Difluoromethylornithine (DFMO) is an irreversible inhibitor of ornithine decarboxylase (ODC), the essential enzyme in mammalian polyamine biosynthesis (Pasic et al., 1997, Arch. Otolaryngol. Head Neck Surg. 123[12], 1281-1286). This cancer chemotherapeutic agent has significant ototoxic potential. Because the DFMO enantiomers differ in their ability to block ODC, the present study was designed to compare the ototoxic potential of each enantiomer with the racemic form of this drug for the rat and guinea pig. Determining differential ototoxicity of the enantiomers is one preliminary step in determining the optimal form of DFMO to use in human cancer chemotherapy. Daily intubation with D,L-DFMO does not produce any auditory dysfunction in rats with doses between 200 mg/kg/day and 1. 2 g/kg/day for up to 8 weeks, despite the fact that doses of 800 and 1200 mg/kg/day depressed body weight gain. In contrast to the data observed in rats, substantial ototoxicity was observed when guinea pigs were injected ip with doses of D,L-DFMO between 500 mg/kg/day and 1 g/kg/day. D,L-DFMO produced loss of compound action potential sensitivity, but not of cochlear microphonic amplitude.
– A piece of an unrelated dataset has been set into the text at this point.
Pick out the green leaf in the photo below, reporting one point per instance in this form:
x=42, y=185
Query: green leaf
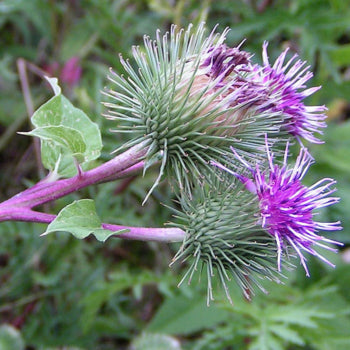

This finding correlated with histological data revealing loss of both outer and inner hair cells in the cochlea with inner more affected than outer hair cells, particularly in the basal turn. Higher exposure doses (2-3 g/kg/day) resulted in significant general toxicity including impaired growth and some mortality. When the enantiomers were evaluated in the guinea pig, it was found that 1 g/kg/day D-DFMO did not produce any significant hearing impairment, whereas 1 g/kg/day of the L-enantiomer of DFMO generated a threshold shift that surpassed that of 1 g/kg/day of the D,L-DFMO treatment.